Coming up at 10:00 PM tonight as part of the last night of Maureen O'Hara movies is Spencer's Mountain.
O'Hara plays Olivia Spencer, wife of Clay Spencer Sr. (Henry Fonda) and together the parents of a large family out in Wyoming earning a living partly by running a farm on the titular mountain, and partly by dad working in the local quarry. The oldest of the children, Clay Jr., called Clay-Boy (James MacArthur), is graduating high school, and is more than smart enough that he could go on to college and make big things of himself. The only problem is, where is this poor family going to get the money to send him to college? Clay-Boy, for his part, is also feeling the first stirrings of falling in love with a young woman....
It's just the latest money problem for the large family. Clay Sr. has always been trying to build Olivia the house she always wanted up at the top of the mountain, but something in terms of money has always come up to slow down the building of the house, and that provides the other plot of dramatic tension running throughout the movie. They've never been rich, but there's always love and the money always seems to come from somewhere eventually.

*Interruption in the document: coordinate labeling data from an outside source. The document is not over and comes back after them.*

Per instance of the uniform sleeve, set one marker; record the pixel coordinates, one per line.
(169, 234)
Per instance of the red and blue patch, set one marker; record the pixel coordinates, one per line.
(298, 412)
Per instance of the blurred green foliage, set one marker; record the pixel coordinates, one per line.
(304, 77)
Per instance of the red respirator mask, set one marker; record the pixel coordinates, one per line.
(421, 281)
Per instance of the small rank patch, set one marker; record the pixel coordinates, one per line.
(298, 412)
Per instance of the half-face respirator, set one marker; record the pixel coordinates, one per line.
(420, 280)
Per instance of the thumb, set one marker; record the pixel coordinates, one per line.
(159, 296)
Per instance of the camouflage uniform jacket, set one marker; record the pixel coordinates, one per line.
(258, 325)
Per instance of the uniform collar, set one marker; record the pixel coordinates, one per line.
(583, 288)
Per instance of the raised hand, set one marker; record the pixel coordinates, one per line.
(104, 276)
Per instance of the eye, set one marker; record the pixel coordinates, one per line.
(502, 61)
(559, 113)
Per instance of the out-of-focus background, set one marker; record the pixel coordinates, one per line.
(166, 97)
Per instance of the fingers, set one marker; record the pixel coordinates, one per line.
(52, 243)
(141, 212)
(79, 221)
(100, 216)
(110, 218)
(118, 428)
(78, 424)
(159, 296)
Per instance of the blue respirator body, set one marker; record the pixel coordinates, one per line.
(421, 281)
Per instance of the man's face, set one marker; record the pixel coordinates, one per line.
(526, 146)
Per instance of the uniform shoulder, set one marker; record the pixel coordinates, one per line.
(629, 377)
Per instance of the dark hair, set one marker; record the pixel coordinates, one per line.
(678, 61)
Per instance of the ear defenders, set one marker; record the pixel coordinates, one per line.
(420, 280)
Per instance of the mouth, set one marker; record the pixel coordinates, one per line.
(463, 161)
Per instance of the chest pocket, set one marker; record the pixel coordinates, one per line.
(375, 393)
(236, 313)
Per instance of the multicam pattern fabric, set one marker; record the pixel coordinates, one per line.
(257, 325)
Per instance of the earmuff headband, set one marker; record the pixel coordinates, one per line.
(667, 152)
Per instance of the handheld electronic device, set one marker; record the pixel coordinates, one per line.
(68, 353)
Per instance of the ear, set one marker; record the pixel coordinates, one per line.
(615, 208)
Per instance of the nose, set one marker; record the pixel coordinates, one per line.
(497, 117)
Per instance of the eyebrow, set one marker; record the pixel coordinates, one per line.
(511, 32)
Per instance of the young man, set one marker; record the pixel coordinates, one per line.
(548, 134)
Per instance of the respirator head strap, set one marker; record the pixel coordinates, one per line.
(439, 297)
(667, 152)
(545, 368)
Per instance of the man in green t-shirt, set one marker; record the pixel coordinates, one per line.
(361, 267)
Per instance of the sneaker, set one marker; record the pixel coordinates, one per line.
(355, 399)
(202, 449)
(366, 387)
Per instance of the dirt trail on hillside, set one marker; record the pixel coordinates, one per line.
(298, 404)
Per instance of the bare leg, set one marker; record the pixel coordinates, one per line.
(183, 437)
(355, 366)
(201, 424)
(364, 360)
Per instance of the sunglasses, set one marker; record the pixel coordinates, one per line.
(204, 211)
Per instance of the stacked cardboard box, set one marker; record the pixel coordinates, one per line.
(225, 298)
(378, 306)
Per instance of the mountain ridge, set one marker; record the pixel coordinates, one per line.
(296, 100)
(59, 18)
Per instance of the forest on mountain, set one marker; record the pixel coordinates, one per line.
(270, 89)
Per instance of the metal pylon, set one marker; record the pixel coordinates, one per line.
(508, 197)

Other than that, there's not really a whole lot to the story. It's written by Earl Hamner, Jr., and if that name sounds familiar -- and especially if you find the movie starts to look famliiar -- that's because it should be. This is the same story that several years later was moved to West Virginia, and back in time a couple of decades, for what became the long-running TV series The Waltons. There's even a scene in Spencer's Mountain in which everybody says good night to each other, just the way they did on the TV show.
Although the movie's plot seems a bit threadbare, the movie itself is not uninteresting. It's filled out with a bunch of homespun vignettes providing gentle humor, such as when free-thinking Dad, who doesn't have much use for religion, goes fishing with a man he doesn't realize at first is the new preacher. And then imagine Clay Sr.'s shock when he finds that although there's a place for Clay Jr. at the college, it's in the theology department. (You'd think students even back then would have been able to choose their majors.) There's also drama and sadness, as when Grandpa (Donald Crisp in his final film performace) dies. By the end of the movie, though, generic Christian values -- not so much the God stuff as the "do unto others as you'd have done unto you" or "be kind and honest" stuff -- win through. The movie's values are really fairly inoffensive even for non-believers.
In fact, Spencer's Mountain, like the later TV show The Waltons, is good for the whole family, except maybe for teenagers who will probably retch at the material only to have a change of heart when they get older. Henry Fonda generally isn't thought of as a comic actor, but he was more than capable of providing a few laughs when a movie called for it, and does a wonderful job here. Maureen O'Hara is sturdy enough as the loving mother, but nothing spectacular. The younger kids are kids, for better or for worse. Overall, though, the cast gives a nice ensemble performance.
If this post hasn't come far enough in advance for you to see the TCM showing, don't worry; it's been released to DVD.
Christmas Day Wishes
4 hours ago
2 comments:
The movie sounds as if its as sentimental and the show, which I was a fan of.
Were/are you a fan of the television show?
I was only eight or nine when the show was cancelled, so I wasn't exactly as big a fan of it as older people would have been. I do recall watching it as a familiy, although I have better memories of watching Little House on the Prairie since I was a few years older for that.
And you're right about "sentimental" being a good word for the movie.